More than 47% of civilian goods entering Gaza—enter via the tunnels.. an estimated 4,100 truckloads per month (primarily construction materials but also small quantities of snack foods, spare parts, and others), compared with 4,700 truckloads per month via Kerem Shalom. In addition, most of Gaza’s fuel is piped in via the tunnels. Since 2007, Israel has closed three of Gaza’s four goods crossings, leaving just the limited capacity of Kerem Shalom. If all of Gaza’s incoming and outgoing goods are to be transferred above ground, arrangements must be made to meet demand. Most civilian goods transiting via the tunnels are goods banned by the Israeli government: more than 80% of civilian tunnel volume is construction materials.
According to Gisha Director Sari Bashi: “Now is the time for Israel to do what is just, mutually beneficial, and should have been done long ago: remove all restrictions not necessary for security.”
Mashaal to attend Hamas anniversary
Hamas is to celebrate its 25th anniversary in Gaza Dec. 8, with the proceedings to be presided over the by movement’s founder Khalid Mashaal, in his first visit to the Strip. Mashaal ran Hamas from exile in Syria from 2004 until January this year when he quit Damascus amid the mounting unrest there.

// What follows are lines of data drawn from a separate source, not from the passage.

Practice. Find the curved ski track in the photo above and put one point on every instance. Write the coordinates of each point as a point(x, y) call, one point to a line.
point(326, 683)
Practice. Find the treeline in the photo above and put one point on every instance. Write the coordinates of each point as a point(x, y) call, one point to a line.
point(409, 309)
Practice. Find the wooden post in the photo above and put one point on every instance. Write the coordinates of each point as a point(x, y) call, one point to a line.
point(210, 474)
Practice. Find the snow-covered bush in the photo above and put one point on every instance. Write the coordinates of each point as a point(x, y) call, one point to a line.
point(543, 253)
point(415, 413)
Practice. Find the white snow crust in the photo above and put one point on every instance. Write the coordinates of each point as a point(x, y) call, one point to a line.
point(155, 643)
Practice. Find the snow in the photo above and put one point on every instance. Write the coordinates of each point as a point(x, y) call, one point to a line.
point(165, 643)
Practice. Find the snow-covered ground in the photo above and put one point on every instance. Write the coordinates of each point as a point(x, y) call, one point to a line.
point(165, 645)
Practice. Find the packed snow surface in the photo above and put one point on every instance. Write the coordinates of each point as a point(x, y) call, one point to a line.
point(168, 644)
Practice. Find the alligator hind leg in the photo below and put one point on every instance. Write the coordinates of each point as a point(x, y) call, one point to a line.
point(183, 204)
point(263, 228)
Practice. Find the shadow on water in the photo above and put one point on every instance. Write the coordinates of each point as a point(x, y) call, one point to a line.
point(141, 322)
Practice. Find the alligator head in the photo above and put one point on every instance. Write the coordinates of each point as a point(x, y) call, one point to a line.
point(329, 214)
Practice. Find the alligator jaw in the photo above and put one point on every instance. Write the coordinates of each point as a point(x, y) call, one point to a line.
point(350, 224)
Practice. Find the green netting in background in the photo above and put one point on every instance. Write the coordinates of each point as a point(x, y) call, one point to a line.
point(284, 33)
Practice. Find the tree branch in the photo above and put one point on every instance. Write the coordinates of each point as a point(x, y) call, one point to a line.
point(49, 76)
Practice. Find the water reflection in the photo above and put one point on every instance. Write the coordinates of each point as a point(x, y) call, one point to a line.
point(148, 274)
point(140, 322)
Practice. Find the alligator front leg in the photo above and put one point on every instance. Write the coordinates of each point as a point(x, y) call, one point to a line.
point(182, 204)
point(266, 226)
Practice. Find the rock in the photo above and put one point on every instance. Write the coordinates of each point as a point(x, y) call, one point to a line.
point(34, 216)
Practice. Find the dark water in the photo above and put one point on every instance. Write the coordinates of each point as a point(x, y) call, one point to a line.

More than 200,000 supporters and guests are expected to attend the outdoor rally. Mashaal and Gaza premier Ismail Haniyeh will ascend to the stage through a gate designed like an M75 weapon, a homemade rocket that Hamas fighters used against Israel in the eight-day battle. Hamas chose to name the battle “Sijjil,” a term taken from a chapter in the Koran depicting the attack by the Christian ruler of Yemen on the Kaaba in Mecca using a huge elephant to demolish it. According to “the Elephant” chapter, the elephant refused to enter Mecca, and his people were defeated by birds from heaven which pelted the attackers with Sijjil, a kind of shale rock.
Mashaal will proceed to the West Bank after the Gaza celebration, in what is seen as a bid to speed reconciliation with Fatah. (Ma’an News Agency, JP, Dec. 8)
HRW: Palestine rocket attacks violate international laws
Human Rights Watch (HRW) on Dec. 24 accused Palestinian military units located in Gaza of violating laws of war by firing rockets into populated areas of Israel. These laws of war prohibit focused attacks on civilians and civilian structures or attacks that distinguish between civilians and military targets. “There is simply no legal justification for launching rockets at populated areas” said Sarah Leah Whitson, Middle East director at HRW. Palestinian armed units have claimed that last November’s Israeli attacks in Gaza provoked the firing of rockets into Israel and should excuse the Palestinian units from their acts. The rocket attacks which first launched from the Gaza Strip left three Israelis dead and at least 38 wounded. HRW urged Hamas the source of authority in Gaza to enforce the appropriate laws and punish the offenders. Earlier this month, HRW accused Israel of war crimes after the November attacks in Gaza.
From Jurist, Dec. 24. Used with permission.